Joseph Coradino, chief executive officer of PREIT, said the Gallery at Market East, which will be renamed the Fashion Outlets of Philadelphia at Market East after a renovation, will house junior anchors. He declined to give any names.

Coradino said he first noticed the trend of smaller anchors in 2006 and 2007, driven partly by a lack of new enclosed mall supply. Only one new indoor mall has opened in the United States since 2014: the Mall at University Town Center in Sarasota, Fla.

Another reason, he said, was that big-box retailers such as Dick's began looking beyond open-air strip malls and at enclosed malls as potential sites, especially in urban areas such as Philadelphia.

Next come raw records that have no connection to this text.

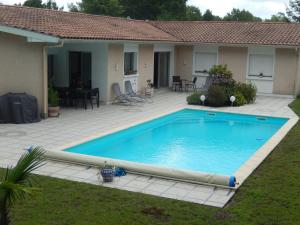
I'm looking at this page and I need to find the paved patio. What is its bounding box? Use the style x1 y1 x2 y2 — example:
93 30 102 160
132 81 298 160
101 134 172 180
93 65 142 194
0 91 296 207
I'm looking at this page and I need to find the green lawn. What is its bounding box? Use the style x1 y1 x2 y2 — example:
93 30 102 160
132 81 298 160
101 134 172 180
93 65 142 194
0 99 300 225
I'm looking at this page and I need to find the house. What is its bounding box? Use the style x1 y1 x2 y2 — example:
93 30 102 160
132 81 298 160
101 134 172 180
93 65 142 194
0 5 300 118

"We're seeing the highest [mall] occupancies in a long time, maybe in decades, as a result of the brick-and-mortar closings," Coradino said. "And we're seeing an influx of European retailers, like Primark and Zara. The influx of them coming into this country, given the limited new supply of malls, is making it difficult to accommodate them."

Junior anchors can give mall owners an alternative use of the space besides retail.

"Entertainment has become a big part of it," he added. "If you have somewhere to eat, and also shop, even better."

Anchor vacancies are giving newer retailers entrée to prime space they never had before, said Steven H. Gartner, executive vice president at commercial real estate firm, CBRE Inc.

Gartner would know. He's negotiating leases for new tenants to move into the sprawling Macy's space at Suburban Square in Ardmore. The 99,000-square-foot store closed to the public on March 20. It was one of 36 closures nationally by the giant retailer in the first quarter.

"We used to have major local and regional department store chains, such as Strawbridge & Clothier and John Wanamaker, that could market more effectively to a local market," he said. "New items would have lavish unveilings, backed by extensive print and broadcast campaigns.

"These [old] anchors used to generate massive amounts of traffic. Today, a group of restaurants in a mall can often generate that same amount of traffic and sales dollars," he said.

Savanna Raby, 23, of Phoenixville, who cleans operating rooms at Phoenixville Hospital, doesn't miss the former Sears at King of Prussia mall, now a Primark.

"This has so much more stuff and speaks to my age group," Raby said last month after buying a pair of pants and shirt for $19. "I am definitely coming back."

Another Primark is moving into PREIT-owned Willow Grove Park Mall. It will lease about 58,000 net square feet of retail space, mostly on the second level, from Sears. The existing Sears will operate only on the lower level there.

Janine Stromberg, 41, visited Exton Square Mall last month with her four children - Aiden, 12, Owen, 10, Avery, 8, and Addison, 4 - to see the Easter Bunny.

"It's a good idea," the full-time homemaker from West Chester said of Round 1's opening in December, between the mall's Main Line Health Center Exton Square and apparel retailer New York & Co. Outlet. "As they get older, they want to do their own thing and walk around the mall.

"I can still do my shopping without feeling like I just dropped them off someplace."